As far as I know there is no break-in for a barrel. One thing that is recommended by Glock is to us a copper cutter such as Kleenbore No. 10 Copper Cutter to counter the effects of jacketed rounds leaving copper residue in the barrel. Also Glock recommends factory loads and that is all I shoot (just because I do not reload).


----------



## Glockamania® (Dec 21, 2006)

With respect: Please read the manual first, before doing anything.


----------



## literaltrance (Dec 24, 2008)

Glockamania® said:


> With respect: Please read the manual first, before doing anything.


Glockamania brings up a good point. For example, the Glock manual is littered with jargon instructing NOT to use lead cast bullets because of the polygonal rifling. Use copper jacket ammo only. This is contrary to hundreds of thousands of grooved rifled barrels out there which can handle 100% lead cast bullets just fine, but polygonal rifling just doesn't like lead on its walls (if I had to guess, I'd say there's too much friction against the lead bullet, and being lead is relatively soft, the bullet deforms before it exists the barrel). I've actually seen people complain in their ammo reviews saying "my Glock shot these XXX brand semi-wadcutters like crap! I will never buy again!!!" Uh.... 
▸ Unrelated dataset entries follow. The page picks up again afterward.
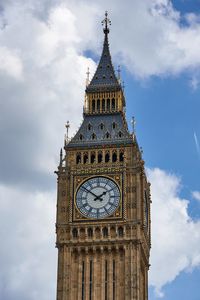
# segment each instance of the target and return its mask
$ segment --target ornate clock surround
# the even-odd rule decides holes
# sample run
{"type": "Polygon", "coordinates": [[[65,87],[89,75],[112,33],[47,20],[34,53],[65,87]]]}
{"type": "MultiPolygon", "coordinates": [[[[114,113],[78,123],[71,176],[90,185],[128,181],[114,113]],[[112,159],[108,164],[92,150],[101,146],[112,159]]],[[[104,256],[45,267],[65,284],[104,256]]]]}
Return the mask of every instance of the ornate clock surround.
{"type": "Polygon", "coordinates": [[[114,181],[117,183],[119,190],[120,190],[120,202],[119,206],[116,208],[115,212],[112,215],[109,215],[105,218],[102,219],[96,219],[96,218],[89,218],[85,217],[82,215],[77,208],[76,205],[76,192],[78,188],[80,187],[81,184],[83,184],[86,180],[90,178],[95,178],[97,175],[91,174],[91,175],[75,175],[73,178],[73,205],[72,205],[72,220],[74,222],[88,222],[88,221],[93,221],[93,222],[107,222],[109,221],[115,221],[115,220],[123,220],[124,218],[124,180],[123,180],[123,173],[111,173],[111,174],[98,174],[98,177],[106,177],[109,178],[110,180],[114,181]]]}

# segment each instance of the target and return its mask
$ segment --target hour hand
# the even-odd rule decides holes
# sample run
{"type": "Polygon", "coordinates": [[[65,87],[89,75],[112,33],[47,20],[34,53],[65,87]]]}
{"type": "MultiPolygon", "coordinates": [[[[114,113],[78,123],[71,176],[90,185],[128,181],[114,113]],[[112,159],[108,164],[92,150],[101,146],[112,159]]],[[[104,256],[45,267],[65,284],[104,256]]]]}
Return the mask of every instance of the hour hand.
{"type": "Polygon", "coordinates": [[[104,196],[105,194],[106,194],[106,191],[104,191],[101,195],[96,196],[96,197],[94,198],[94,201],[96,201],[96,200],[103,201],[103,199],[102,199],[101,197],[104,196]]]}
{"type": "Polygon", "coordinates": [[[95,198],[98,197],[98,196],[95,195],[93,192],[91,192],[90,190],[86,189],[84,186],[82,186],[82,188],[83,188],[86,192],[92,194],[95,198]]]}

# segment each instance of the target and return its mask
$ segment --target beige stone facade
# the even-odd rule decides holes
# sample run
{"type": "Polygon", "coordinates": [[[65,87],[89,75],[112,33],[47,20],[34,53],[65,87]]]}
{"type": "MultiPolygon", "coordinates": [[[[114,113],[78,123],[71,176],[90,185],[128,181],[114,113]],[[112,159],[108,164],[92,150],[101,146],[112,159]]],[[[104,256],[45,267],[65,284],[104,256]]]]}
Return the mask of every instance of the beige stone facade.
{"type": "MultiPolygon", "coordinates": [[[[103,125],[98,126],[103,128],[109,127],[106,123],[109,116],[116,118],[119,114],[126,127],[123,91],[116,93],[120,97],[115,106],[102,110],[105,91],[93,97],[86,90],[89,105],[85,103],[85,108],[89,111],[85,112],[85,118],[95,120],[95,116],[96,119],[102,116],[103,125]],[[96,104],[92,107],[93,100],[100,101],[99,111],[96,104]]],[[[141,151],[134,133],[115,138],[113,131],[107,134],[105,130],[106,140],[102,140],[97,131],[104,128],[95,131],[96,125],[91,126],[95,138],[91,135],[91,140],[84,141],[86,134],[80,133],[78,142],[73,144],[73,139],[66,142],[56,172],[57,300],[147,300],[151,201],[141,151]],[[120,191],[118,206],[105,218],[87,217],[77,207],[77,191],[89,178],[112,180],[120,191]]],[[[116,126],[121,125],[116,123],[116,126]]],[[[102,194],[106,193],[109,191],[102,194]]],[[[99,197],[93,200],[104,199],[99,197]]]]}

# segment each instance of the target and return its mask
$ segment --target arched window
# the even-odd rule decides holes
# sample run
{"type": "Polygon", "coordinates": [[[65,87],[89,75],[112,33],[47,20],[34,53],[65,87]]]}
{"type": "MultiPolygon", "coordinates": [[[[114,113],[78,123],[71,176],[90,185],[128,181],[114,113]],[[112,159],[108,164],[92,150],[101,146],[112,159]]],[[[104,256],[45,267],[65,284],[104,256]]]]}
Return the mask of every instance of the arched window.
{"type": "Polygon", "coordinates": [[[115,122],[112,123],[112,128],[115,129],[117,127],[117,124],[115,122]]]}
{"type": "Polygon", "coordinates": [[[95,153],[91,154],[90,161],[91,161],[91,164],[93,164],[95,162],[95,153]]]}
{"type": "Polygon", "coordinates": [[[116,152],[114,152],[113,155],[112,155],[112,161],[113,162],[117,161],[117,153],[116,152]]]}
{"type": "Polygon", "coordinates": [[[118,136],[119,136],[119,137],[122,137],[122,136],[123,136],[123,133],[122,133],[121,131],[119,131],[118,136]]]}
{"type": "Polygon", "coordinates": [[[100,111],[100,100],[97,100],[97,111],[100,111]]]}
{"type": "Polygon", "coordinates": [[[123,230],[122,227],[119,227],[119,228],[118,228],[118,235],[119,235],[119,236],[123,236],[123,235],[124,235],[124,230],[123,230]]]}
{"type": "Polygon", "coordinates": [[[88,162],[88,155],[84,154],[83,163],[86,164],[88,162]]]}
{"type": "Polygon", "coordinates": [[[110,111],[110,99],[107,99],[107,107],[106,107],[107,111],[110,111]]]}
{"type": "Polygon", "coordinates": [[[81,163],[81,154],[78,153],[78,154],[76,155],[76,164],[78,165],[78,164],[80,164],[80,163],[81,163]]]}
{"type": "Polygon", "coordinates": [[[105,111],[106,108],[106,102],[105,99],[102,99],[102,111],[105,111]]]}
{"type": "Polygon", "coordinates": [[[92,112],[95,112],[95,100],[92,100],[92,112]]]}
{"type": "Polygon", "coordinates": [[[112,110],[115,110],[115,99],[112,99],[112,110]]]}
{"type": "Polygon", "coordinates": [[[119,161],[124,161],[124,152],[120,152],[119,161]]]}
{"type": "Polygon", "coordinates": [[[102,153],[99,152],[99,153],[98,153],[98,163],[101,163],[102,160],[103,160],[102,153]]]}
{"type": "Polygon", "coordinates": [[[92,230],[92,228],[88,228],[88,237],[93,237],[93,230],[92,230]]]}
{"type": "Polygon", "coordinates": [[[110,154],[106,153],[106,155],[105,155],[105,162],[109,162],[109,160],[110,160],[110,154]]]}
{"type": "Polygon", "coordinates": [[[104,125],[103,123],[100,124],[100,129],[103,130],[104,129],[104,125]]]}
{"type": "Polygon", "coordinates": [[[106,132],[106,138],[109,139],[110,138],[110,133],[106,132]]]}
{"type": "Polygon", "coordinates": [[[73,238],[77,238],[78,237],[78,230],[76,228],[73,228],[73,230],[72,230],[72,236],[73,236],[73,238]]]}
{"type": "Polygon", "coordinates": [[[107,237],[108,236],[108,228],[104,227],[103,228],[103,237],[107,237]]]}
{"type": "Polygon", "coordinates": [[[93,133],[92,136],[91,136],[92,140],[96,140],[96,134],[93,133]]]}

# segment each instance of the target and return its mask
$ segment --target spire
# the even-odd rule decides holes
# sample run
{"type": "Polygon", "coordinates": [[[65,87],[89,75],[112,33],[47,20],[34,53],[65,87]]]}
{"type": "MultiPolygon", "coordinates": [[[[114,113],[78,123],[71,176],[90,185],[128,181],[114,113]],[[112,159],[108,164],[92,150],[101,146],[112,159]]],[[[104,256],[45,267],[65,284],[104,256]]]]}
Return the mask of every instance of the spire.
{"type": "Polygon", "coordinates": [[[105,13],[105,19],[102,21],[103,32],[104,32],[104,44],[101,58],[97,67],[97,70],[90,82],[86,87],[86,92],[96,92],[96,91],[117,91],[121,89],[119,81],[115,75],[115,71],[112,65],[108,34],[109,25],[111,21],[108,19],[108,13],[105,13]]]}

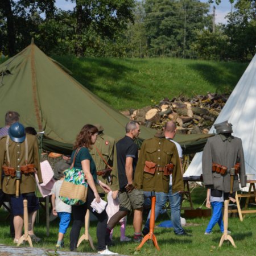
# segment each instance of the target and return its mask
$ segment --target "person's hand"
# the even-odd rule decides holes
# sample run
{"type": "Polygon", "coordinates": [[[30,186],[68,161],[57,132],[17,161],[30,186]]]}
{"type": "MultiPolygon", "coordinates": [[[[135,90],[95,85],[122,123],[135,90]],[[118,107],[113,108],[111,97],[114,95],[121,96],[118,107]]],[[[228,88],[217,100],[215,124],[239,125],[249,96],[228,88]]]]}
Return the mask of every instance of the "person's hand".
{"type": "Polygon", "coordinates": [[[101,201],[101,197],[100,196],[100,195],[98,195],[97,191],[94,192],[94,195],[95,196],[95,199],[96,200],[96,202],[99,203],[101,201]]]}
{"type": "Polygon", "coordinates": [[[57,212],[56,211],[55,209],[55,207],[53,207],[52,208],[52,214],[54,215],[55,216],[57,216],[57,212]]]}
{"type": "Polygon", "coordinates": [[[99,185],[106,193],[108,193],[109,191],[111,191],[110,188],[106,184],[101,182],[100,180],[99,181],[99,185]]]}
{"type": "Polygon", "coordinates": [[[209,201],[207,201],[206,207],[207,207],[208,209],[210,209],[210,203],[209,201]]]}
{"type": "Polygon", "coordinates": [[[133,184],[127,184],[125,186],[125,189],[126,190],[126,192],[128,193],[130,192],[134,188],[134,187],[133,186],[133,184]]]}

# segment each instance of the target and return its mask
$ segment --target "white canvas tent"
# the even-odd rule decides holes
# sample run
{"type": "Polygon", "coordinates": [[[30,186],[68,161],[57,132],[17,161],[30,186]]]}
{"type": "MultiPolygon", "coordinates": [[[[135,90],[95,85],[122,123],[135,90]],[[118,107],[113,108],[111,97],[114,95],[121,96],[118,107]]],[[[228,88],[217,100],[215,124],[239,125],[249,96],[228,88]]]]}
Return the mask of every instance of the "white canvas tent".
{"type": "MultiPolygon", "coordinates": [[[[242,139],[246,174],[256,178],[256,55],[239,80],[215,121],[228,120],[234,136],[242,139]]],[[[213,126],[209,133],[215,132],[213,126]]],[[[202,152],[197,153],[185,172],[185,177],[202,174],[202,152]]]]}

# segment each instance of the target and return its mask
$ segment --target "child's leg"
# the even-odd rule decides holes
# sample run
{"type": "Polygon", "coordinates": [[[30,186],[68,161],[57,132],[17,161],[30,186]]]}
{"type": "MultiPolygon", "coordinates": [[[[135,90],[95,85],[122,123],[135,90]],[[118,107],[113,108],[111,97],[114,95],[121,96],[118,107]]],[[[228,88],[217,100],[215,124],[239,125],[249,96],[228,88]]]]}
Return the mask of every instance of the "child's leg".
{"type": "Polygon", "coordinates": [[[205,230],[206,233],[211,232],[215,224],[220,220],[220,215],[222,213],[222,202],[212,202],[210,203],[212,205],[212,216],[205,230]]]}
{"type": "Polygon", "coordinates": [[[221,232],[223,233],[224,232],[224,224],[223,224],[223,216],[222,216],[222,203],[221,203],[221,208],[220,209],[220,218],[218,221],[218,224],[220,226],[221,232]]]}
{"type": "Polygon", "coordinates": [[[71,218],[71,214],[68,212],[58,212],[58,216],[60,218],[60,221],[59,229],[58,241],[57,246],[63,245],[63,238],[67,232],[71,218]]]}
{"type": "Polygon", "coordinates": [[[113,237],[113,232],[114,231],[114,229],[112,229],[110,231],[110,234],[109,235],[109,237],[110,238],[110,239],[112,240],[112,237],[113,237]]]}
{"type": "Polygon", "coordinates": [[[126,217],[123,218],[123,221],[120,222],[120,234],[121,239],[125,237],[125,228],[126,228],[126,217]]]}

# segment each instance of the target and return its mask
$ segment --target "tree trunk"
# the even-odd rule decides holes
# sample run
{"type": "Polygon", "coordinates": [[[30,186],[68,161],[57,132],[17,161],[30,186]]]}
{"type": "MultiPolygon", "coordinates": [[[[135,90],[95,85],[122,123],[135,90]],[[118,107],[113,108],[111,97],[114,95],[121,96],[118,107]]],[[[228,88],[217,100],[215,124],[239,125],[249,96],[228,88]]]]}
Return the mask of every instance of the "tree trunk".
{"type": "MultiPolygon", "coordinates": [[[[3,15],[6,17],[8,48],[9,55],[13,56],[16,53],[15,34],[14,32],[14,24],[13,21],[13,14],[11,10],[11,1],[10,0],[1,0],[2,11],[3,15]]],[[[0,10],[1,10],[0,9],[0,10]]]]}

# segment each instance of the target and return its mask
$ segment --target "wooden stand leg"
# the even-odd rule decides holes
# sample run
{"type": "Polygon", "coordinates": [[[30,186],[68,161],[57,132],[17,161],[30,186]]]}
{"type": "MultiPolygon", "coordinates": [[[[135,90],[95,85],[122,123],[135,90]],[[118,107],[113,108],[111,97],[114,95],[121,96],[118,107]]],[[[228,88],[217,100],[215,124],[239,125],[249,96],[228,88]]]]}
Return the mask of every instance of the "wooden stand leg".
{"type": "Polygon", "coordinates": [[[83,234],[81,237],[79,238],[79,240],[77,243],[77,247],[79,246],[80,243],[82,241],[85,240],[89,241],[89,243],[90,245],[90,247],[93,250],[96,250],[94,246],[93,245],[93,242],[92,239],[92,237],[89,234],[89,226],[90,225],[90,212],[89,210],[87,210],[86,214],[85,214],[85,219],[84,221],[84,234],[83,234]]]}
{"type": "Polygon", "coordinates": [[[24,220],[24,234],[19,239],[17,246],[20,245],[24,241],[27,241],[30,247],[33,247],[31,238],[28,234],[28,214],[27,212],[27,200],[23,200],[23,220],[24,220]]]}
{"type": "Polygon", "coordinates": [[[141,248],[143,246],[144,243],[147,240],[152,240],[155,247],[160,251],[160,248],[158,246],[156,237],[154,234],[154,229],[155,228],[155,193],[154,192],[151,192],[151,213],[150,214],[150,232],[148,234],[146,234],[141,244],[136,248],[136,250],[141,250],[141,248]]]}
{"type": "Polygon", "coordinates": [[[221,247],[222,245],[223,242],[225,240],[229,240],[232,245],[236,248],[236,245],[234,242],[234,240],[230,235],[228,234],[228,221],[229,221],[229,215],[228,215],[228,208],[229,208],[229,200],[225,200],[224,201],[224,233],[223,233],[221,238],[220,241],[220,244],[218,247],[221,247]]]}

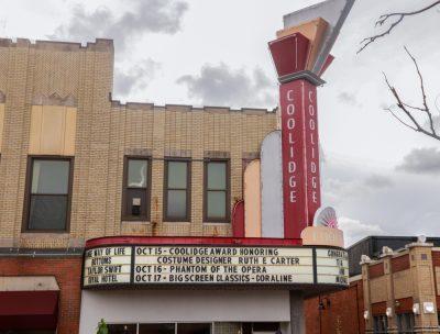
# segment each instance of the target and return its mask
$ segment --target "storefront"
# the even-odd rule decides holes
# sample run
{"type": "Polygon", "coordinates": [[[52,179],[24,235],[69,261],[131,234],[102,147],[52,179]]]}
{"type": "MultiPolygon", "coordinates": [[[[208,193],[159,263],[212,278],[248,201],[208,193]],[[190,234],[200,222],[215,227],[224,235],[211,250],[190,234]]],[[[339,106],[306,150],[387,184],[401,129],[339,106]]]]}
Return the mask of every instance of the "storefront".
{"type": "Polygon", "coordinates": [[[346,283],[348,255],[337,247],[273,238],[96,238],[85,250],[80,333],[101,319],[111,333],[289,333],[304,326],[306,296],[346,283]]]}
The Glock is a tool, but nonetheless a lethal one. Definitely read the manual for a tool of this caliber (har har har, see what I did there??? :mrgreen::mrgreen::mrgreen


----------



## SaltyDog (Jan 1, 2009)

The Glock is a tool, but nonetheless a lethal one. Definitely read the manual for a tool of this caliber (har har har, see what I did there??? )


You're a poet and don't even know it.

Good advice guys and I agree - read the book.:mrgreen:


----------